While we endorse the FGN’s expansionary fiscal stance, we caution that it has time limits in view of the sharp increase in domestic debt service. The 2017 budget proposals project total debt service of N1.66trn including a N177bn sinking fund for the retirements of bonds. This compares with N1.21trn for this year in the 2016-18 Medium Term Expenditure Framework (MTEF) and N1.36trn in the 2016 approved budget. This burden is almost entirely domestic: of the N1.36trn in last year’s budget, just N50bn was due to external creditors.
The projection for this year represents 33.6% of total FGN revenues. The most recent MTEF for 2017-19, which has been approved by the National Assembly, has total debt service rising to N1.93trn in 2019, equivalent to 35.5% of FGN revenues.
These projections may need to be revised upwards: this year’s budget deficit of N2.36trn is to be financed N1.25trn domestically, N1.07trn externally and N0.04trn from other sources.

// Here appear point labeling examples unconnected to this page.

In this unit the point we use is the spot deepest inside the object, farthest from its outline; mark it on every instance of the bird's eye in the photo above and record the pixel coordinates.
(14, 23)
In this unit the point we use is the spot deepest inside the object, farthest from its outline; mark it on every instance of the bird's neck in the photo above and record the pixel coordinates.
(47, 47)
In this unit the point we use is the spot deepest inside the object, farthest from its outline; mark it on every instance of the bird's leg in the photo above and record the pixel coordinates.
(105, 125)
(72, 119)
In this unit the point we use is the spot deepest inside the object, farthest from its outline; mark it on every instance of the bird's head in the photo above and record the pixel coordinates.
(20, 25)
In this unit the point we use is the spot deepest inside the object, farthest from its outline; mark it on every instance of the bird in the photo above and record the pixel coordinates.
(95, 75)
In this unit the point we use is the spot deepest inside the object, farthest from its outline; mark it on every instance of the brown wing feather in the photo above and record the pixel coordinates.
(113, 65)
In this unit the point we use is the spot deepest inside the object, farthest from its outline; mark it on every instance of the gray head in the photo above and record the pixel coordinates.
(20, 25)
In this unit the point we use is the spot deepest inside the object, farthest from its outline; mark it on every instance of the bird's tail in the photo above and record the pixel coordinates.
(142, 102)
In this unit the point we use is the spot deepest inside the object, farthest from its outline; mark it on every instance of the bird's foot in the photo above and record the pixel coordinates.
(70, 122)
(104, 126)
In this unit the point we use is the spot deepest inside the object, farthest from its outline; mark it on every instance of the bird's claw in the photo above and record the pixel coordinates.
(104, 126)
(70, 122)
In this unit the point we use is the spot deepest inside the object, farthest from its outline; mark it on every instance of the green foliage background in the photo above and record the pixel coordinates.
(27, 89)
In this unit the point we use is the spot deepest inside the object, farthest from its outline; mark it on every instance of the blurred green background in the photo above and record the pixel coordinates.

The financing costs are sharply higher for domestic than for external debt. The yield on the July ’23 sovereign Eurobond is below 7% and almost ten percentage points less than FGN naira instruments of similar tenor. The cost of concessional debt, which dominates the external debt profile, is considerably lower. Even when we allow for another devaluation, the case for external borrowing is compelling.
Sources: Debt Management Office (DMO); FBNQuest Research
The current roadshow for the third issue of Eurobonds enables the FGN to share the story that it has a strong credit to sell. That said, most of its external borrowing plans are concessional, many financed by export credits. We would like to see more of the same, along with greater use of credit guarantees.